The legislative horse-trading has been going on for months. In fact, earlier compromises agreed to by the bill's sponsors had watered down the original language to make it more acceptable to the myriad affected constituencies, and the latest version made voluntary a mandate to set security standards for computer networks running the nation's critical infrastructure. It also tweaked certain provisions in the bill to allay concerns expressed by the civil liberties crowd (both the Center for Democracy & Technology and the ACLU are now on board).

Did the bill still have warts? Some thought so, and reasonable people can disagree reasonably about that. Then again, reasonableness is on hold until Nov. 5, so the question now is how long ought the country to wait for perfect?

"Amendments can be brought on," Robert Rodriguez, chairman and managing principal of the Security Innovation Network, said after the vote. "It's time to place a stake in the ground, to own it and lead it. But this is standard Washington, D.C., politics. We have an election, and some of these politicians, frankly, have to stop putting a finger in the air and trying to guess which way the wind is blowing. It's time to think of the American shareholder and do what's best for the country."

That sense of disappointment permeates the defense, national security, and intelligence circles, where the heavy hitters, including the NSA's head general, Keith Alexander, and the chairman of the Joint Chiefs of Staff, Gen. Martin Dempsey, had urged the bill's passage. And at a recent gathering, the Aspen Institute's Homeland Security Group -- more than half of whom were Bush administration appointees -- also threw their support behind the proposal. "The country is already being hurt by foreign cyberintrusions, and the possibility of a devastating cyberattack is real," the group said in a statement. "Congress must act now."

Senate Minority Leader Mitch McConnell YouTube
Despite the setback, the battle may not be over. On Monday President Obama was reported to be considering issuing an executive order.

Also, Leslie Phillips, communications director for the Senate Homeland Security and Governmental Affairs Committee, told my CNET colleague Elinor Mills that one of the bill's co-sponsors, Sen. Joe Lieberman (I-Conn.) remains open to raising the issue again in September.
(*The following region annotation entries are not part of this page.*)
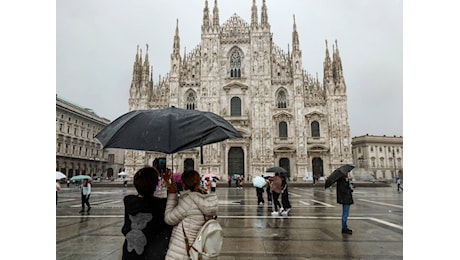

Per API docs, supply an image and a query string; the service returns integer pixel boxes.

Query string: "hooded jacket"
[337,176,353,205]
[165,190,218,260]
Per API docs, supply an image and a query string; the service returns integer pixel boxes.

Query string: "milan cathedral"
[125,0,352,180]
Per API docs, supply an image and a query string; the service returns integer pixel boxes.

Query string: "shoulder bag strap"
[182,220,190,257]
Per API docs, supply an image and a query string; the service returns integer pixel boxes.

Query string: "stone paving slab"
[56,187,403,260]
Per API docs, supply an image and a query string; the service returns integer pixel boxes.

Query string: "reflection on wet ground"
[56,184,403,260]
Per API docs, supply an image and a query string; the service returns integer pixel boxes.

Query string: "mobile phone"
[158,157,166,173]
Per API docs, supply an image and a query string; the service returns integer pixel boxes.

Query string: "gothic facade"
[125,0,352,180]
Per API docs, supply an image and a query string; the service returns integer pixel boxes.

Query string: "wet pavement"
[56,184,403,260]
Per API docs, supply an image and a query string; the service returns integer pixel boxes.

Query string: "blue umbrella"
[252,176,266,188]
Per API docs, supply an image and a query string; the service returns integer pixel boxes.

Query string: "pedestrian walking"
[56,180,61,205]
[165,170,218,260]
[337,172,354,235]
[281,175,291,216]
[396,177,402,192]
[268,172,283,216]
[262,178,272,206]
[211,178,217,192]
[256,187,265,206]
[121,167,173,260]
[78,179,91,213]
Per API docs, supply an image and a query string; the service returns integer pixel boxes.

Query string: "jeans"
[342,204,350,231]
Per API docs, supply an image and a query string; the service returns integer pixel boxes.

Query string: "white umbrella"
[56,171,67,180]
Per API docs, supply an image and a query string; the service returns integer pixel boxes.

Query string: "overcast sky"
[56,0,403,137]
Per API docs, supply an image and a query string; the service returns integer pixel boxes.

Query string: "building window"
[278,121,288,139]
[230,97,241,116]
[230,50,241,78]
[186,92,196,110]
[276,90,287,108]
[311,121,319,137]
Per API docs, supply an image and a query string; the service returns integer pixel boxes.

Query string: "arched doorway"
[311,157,324,180]
[279,158,291,178]
[184,158,195,172]
[227,147,246,180]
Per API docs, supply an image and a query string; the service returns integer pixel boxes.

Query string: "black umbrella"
[96,107,243,162]
[324,164,355,189]
[266,166,287,173]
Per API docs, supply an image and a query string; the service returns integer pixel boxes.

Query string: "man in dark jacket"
[337,172,353,235]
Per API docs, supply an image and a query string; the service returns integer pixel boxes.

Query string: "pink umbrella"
[173,172,182,183]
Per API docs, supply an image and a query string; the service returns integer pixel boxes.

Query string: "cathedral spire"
[260,0,268,27]
[144,44,149,66]
[173,19,180,55]
[323,40,333,91]
[332,40,346,94]
[251,0,259,28]
[212,0,219,28]
[292,15,300,54]
[201,0,209,31]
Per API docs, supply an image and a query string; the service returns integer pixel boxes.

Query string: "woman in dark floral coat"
[337,172,353,235]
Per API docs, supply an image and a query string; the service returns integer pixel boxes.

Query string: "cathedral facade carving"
[125,0,352,180]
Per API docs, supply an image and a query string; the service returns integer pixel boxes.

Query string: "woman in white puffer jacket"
[165,170,217,260]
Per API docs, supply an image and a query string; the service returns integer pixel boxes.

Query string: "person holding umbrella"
[121,166,173,260]
[324,164,355,235]
[268,172,283,216]
[164,170,218,260]
[281,175,291,216]
[78,179,91,213]
[337,171,354,235]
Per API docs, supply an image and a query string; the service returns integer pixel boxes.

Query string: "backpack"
[182,217,224,260]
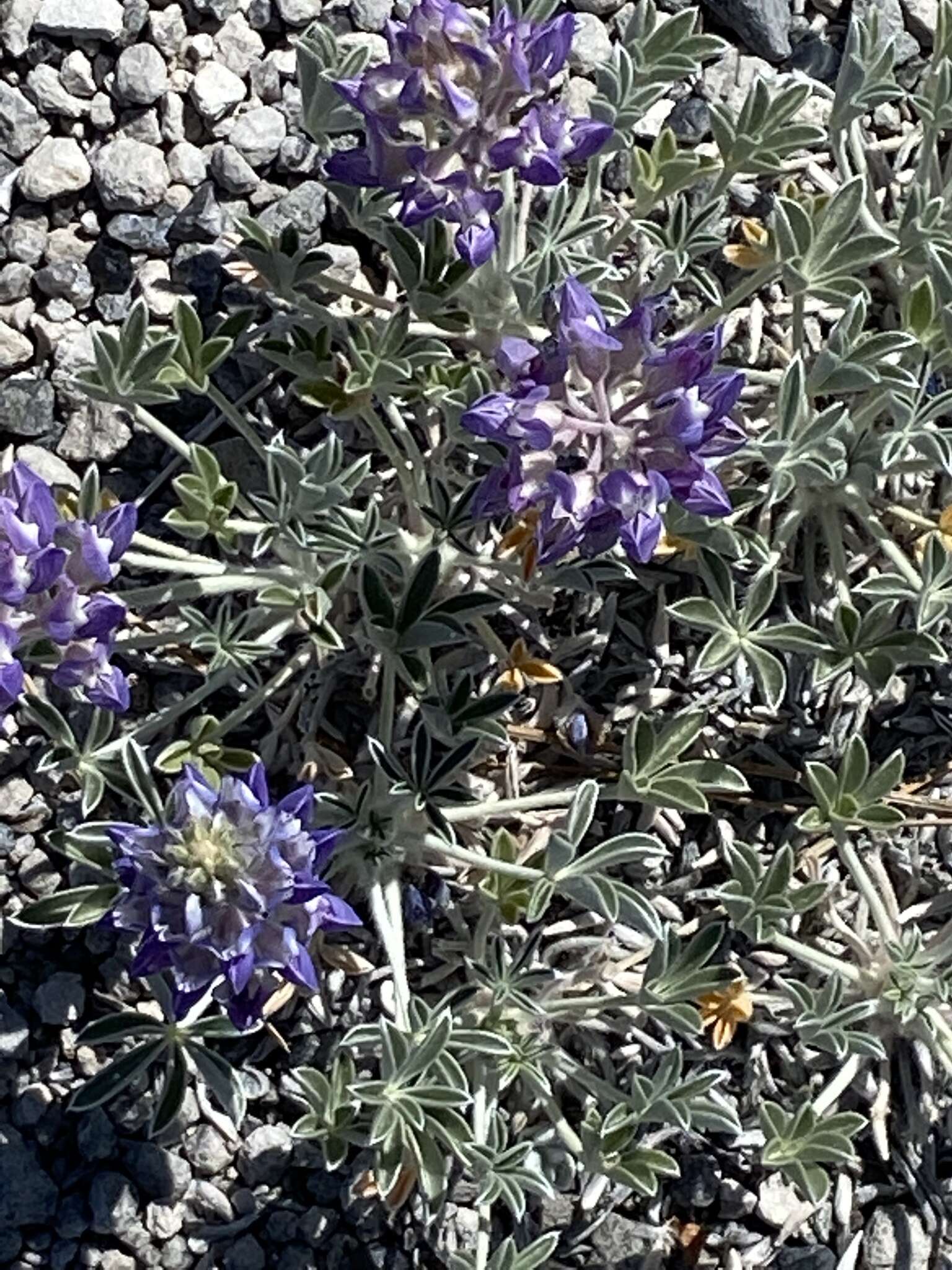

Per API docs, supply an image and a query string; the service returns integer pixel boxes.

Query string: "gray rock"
[211,144,262,194]
[149,4,188,57]
[259,180,327,246]
[214,12,264,79]
[773,1245,837,1270]
[350,0,393,30]
[223,1235,265,1270]
[60,48,97,97]
[17,847,60,899]
[165,141,208,187]
[0,0,42,57]
[27,63,89,120]
[0,80,50,159]
[17,442,80,489]
[852,0,919,66]
[12,1083,53,1129]
[189,62,245,123]
[56,399,133,462]
[77,1108,115,1163]
[0,321,33,371]
[33,260,93,309]
[276,0,321,27]
[105,212,175,251]
[126,1142,192,1199]
[0,1127,57,1231]
[114,45,169,105]
[703,0,790,62]
[591,1213,651,1270]
[89,1172,138,1238]
[183,1124,234,1177]
[569,12,612,75]
[237,1124,294,1186]
[757,1173,814,1231]
[861,1204,932,1270]
[34,0,122,41]
[185,1178,235,1223]
[169,180,224,242]
[19,137,93,203]
[901,0,940,48]
[33,970,86,1028]
[99,1248,136,1270]
[0,260,33,305]
[93,138,170,212]
[229,105,288,167]
[297,1204,340,1248]
[0,997,29,1060]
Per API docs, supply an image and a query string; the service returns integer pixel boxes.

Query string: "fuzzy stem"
[832,823,897,943]
[208,381,265,456]
[368,874,410,1031]
[132,405,192,460]
[418,833,546,881]
[361,406,424,533]
[770,933,859,984]
[211,640,315,739]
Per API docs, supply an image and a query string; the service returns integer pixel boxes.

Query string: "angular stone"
[0,80,50,159]
[0,321,33,371]
[703,0,790,62]
[190,62,245,123]
[0,375,56,437]
[34,0,123,41]
[114,45,169,105]
[93,137,170,212]
[229,105,288,167]
[0,1126,58,1231]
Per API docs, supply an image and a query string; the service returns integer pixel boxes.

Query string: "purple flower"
[112,763,361,1028]
[325,0,612,268]
[462,278,745,564]
[488,102,612,185]
[557,278,622,380]
[52,639,130,714]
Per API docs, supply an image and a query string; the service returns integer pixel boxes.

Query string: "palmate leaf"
[760,1103,866,1204]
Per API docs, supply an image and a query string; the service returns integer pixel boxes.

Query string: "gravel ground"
[0,0,937,1270]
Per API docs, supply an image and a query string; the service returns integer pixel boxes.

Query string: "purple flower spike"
[112,763,361,1028]
[462,278,745,564]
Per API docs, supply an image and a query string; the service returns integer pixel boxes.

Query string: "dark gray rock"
[33,970,86,1028]
[0,1000,29,1059]
[0,375,55,437]
[76,1108,115,1160]
[126,1142,192,1200]
[665,97,711,141]
[237,1124,294,1186]
[787,30,843,84]
[703,0,791,62]
[224,1235,265,1270]
[0,1127,58,1231]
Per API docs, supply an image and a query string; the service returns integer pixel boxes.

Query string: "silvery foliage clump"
[11,0,952,1250]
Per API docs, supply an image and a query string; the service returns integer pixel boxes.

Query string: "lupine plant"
[12,0,952,1270]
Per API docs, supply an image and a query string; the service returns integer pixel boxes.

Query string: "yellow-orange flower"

Phillips also said Lieberman is willing to sit down with Republicans to hash things out. However, she said that Republicans need to provide specific language for any amendments they want, rather than a list with 15 placeholders they submitted last week.

"GOP opponents insisted that security standards weren't really voluntary or what was now voluntary would soon become mandatory," she said. "We're happy to have open debate and entertain any amendment that is relevant and germane. There were gun amendments and abortion amendments and a lot of others, 218 amendments in all," she said.

Seriously?

That has little to do with how to improve cybersecurity or defend in case of a cyberwar. (See The Atlantic for a good overview of what a real cyberwar might look like.) But we don't even need to go to the extreme scenario of critical infrastructure getting knocked offline. We're right now suffering through one of greatest transfers of wealth in the history of mankind owing to the theft of intellectual property, and why nobody's talking about that on the national stage remains a mystery. "La guerre! C'est une chose trop grave pour la confier  des militaires," said former French Prime Minister Georges Clemenceau. The loose translation: War is too serious a matter to entrust to military men. At the rate we're going, cybersecurity is proving too serious a matter to entrust to the political pygmies in Washington.